Reading order
| # | Title | Published | Author | Buy on Amazon |
|---|---|---|---|---|
| 1 | John Crow’s Devil | 2005 | Marlon James | Buy |
| 2 | The Book of Night Women | 2009 | Marlon James | Buy |
| 3 | A Brief History of Seven Killings | 2014 | Marlon James | Buy |
Marlon James’s three standalone novels are each set in Jamaica and deal with different periods of the island’s history. John Crow’s Devil (2005) takes place in a rural village in the 1950s, The Book of Night Women (2009) is set on an eighteenth-century sugar plantation, and A Brief History of Seven Killings (2014) spans the 1970s through the 1990s, using the attempted assassination of Bob Marley as its starting point.
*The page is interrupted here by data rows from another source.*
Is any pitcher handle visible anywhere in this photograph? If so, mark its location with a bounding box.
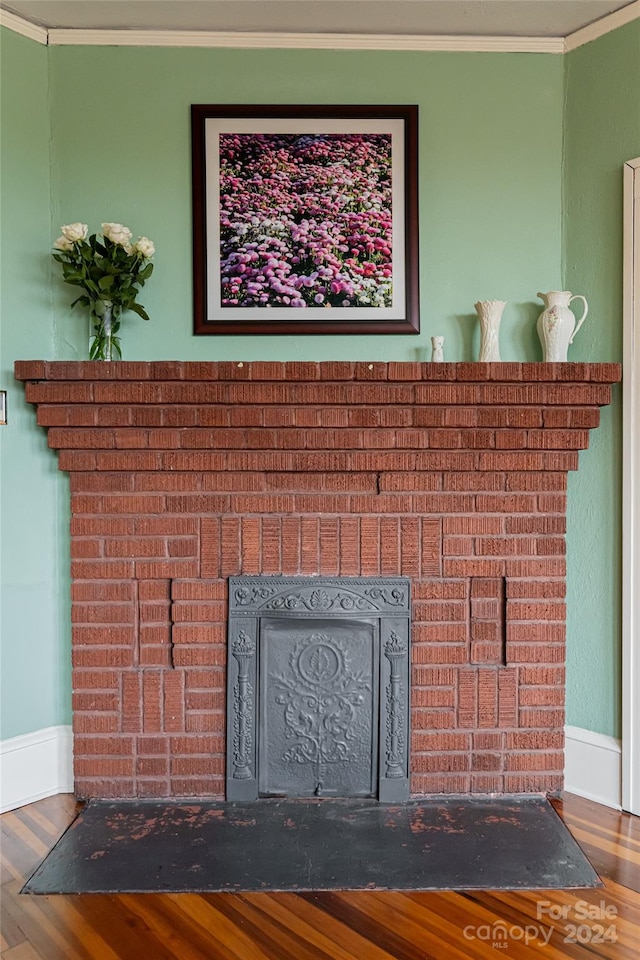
[569,293,589,343]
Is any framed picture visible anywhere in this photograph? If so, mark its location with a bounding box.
[191,104,420,335]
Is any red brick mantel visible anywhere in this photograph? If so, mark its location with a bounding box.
[16,361,620,797]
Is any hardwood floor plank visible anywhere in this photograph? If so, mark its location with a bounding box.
[206,894,356,960]
[0,795,640,960]
[241,893,400,960]
[0,940,46,960]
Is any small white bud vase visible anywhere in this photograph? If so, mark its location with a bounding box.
[431,337,444,363]
[536,290,589,363]
[474,300,507,363]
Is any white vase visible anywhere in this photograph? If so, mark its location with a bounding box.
[431,337,444,363]
[536,290,589,363]
[474,300,507,363]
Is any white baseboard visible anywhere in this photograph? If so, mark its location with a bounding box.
[564,726,622,810]
[0,726,73,813]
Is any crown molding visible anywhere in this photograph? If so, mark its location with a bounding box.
[49,30,564,53]
[0,0,640,54]
[564,0,640,53]
[0,8,49,46]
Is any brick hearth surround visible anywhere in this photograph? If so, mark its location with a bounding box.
[16,361,620,797]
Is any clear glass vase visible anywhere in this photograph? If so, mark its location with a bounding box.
[89,300,122,360]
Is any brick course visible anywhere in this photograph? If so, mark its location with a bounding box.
[16,361,620,797]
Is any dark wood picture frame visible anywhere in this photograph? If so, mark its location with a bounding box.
[191,104,420,335]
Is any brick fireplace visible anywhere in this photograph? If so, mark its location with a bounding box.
[16,361,620,798]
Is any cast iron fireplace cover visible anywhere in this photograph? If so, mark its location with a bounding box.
[227,577,411,803]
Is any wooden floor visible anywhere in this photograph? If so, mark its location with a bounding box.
[0,795,640,960]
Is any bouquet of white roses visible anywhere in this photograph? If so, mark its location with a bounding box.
[53,223,155,360]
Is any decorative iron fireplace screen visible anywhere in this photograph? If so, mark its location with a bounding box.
[227,577,411,802]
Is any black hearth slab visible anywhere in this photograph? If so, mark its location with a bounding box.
[22,796,601,894]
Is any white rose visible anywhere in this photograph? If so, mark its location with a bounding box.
[53,237,73,253]
[102,223,133,247]
[60,223,89,243]
[135,237,156,260]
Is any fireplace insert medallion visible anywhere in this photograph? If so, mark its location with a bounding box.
[227,577,411,803]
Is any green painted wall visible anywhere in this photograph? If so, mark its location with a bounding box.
[50,47,562,360]
[0,29,70,739]
[563,20,640,736]
[2,22,632,736]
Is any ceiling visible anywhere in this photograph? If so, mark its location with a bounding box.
[0,0,633,37]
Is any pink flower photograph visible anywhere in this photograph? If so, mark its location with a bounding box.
[192,107,419,334]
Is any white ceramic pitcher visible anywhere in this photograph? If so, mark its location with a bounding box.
[536,290,589,363]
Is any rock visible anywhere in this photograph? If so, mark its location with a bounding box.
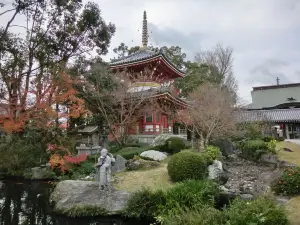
[111,155,127,173]
[212,139,235,157]
[50,180,131,215]
[208,160,228,184]
[259,153,297,168]
[31,167,47,180]
[276,196,290,206]
[254,169,282,194]
[140,150,167,161]
[152,134,184,146]
[126,157,160,170]
[259,153,279,168]
[240,194,254,200]
[283,148,293,152]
A Brief History of Seven Killings won the Man Booker Prize in 2015, making James the first Jamaican author to receive the award. The novel runs over 700 pages and uses dozens of narrators to tell its story. It was a significant departure in scope from his first two books, which were shorter and more tightly focused. John Crow’s Devil was rejected 78 times before it was published, a fact James has spoken about openly.
These three novels stand apart from his later Dark Star trilogy, which moved into epic fantasy. Readers interested in James’s literary fiction should start here, with The Book of Night Women often recommended as the best entry point for those unfamiliar with his writing.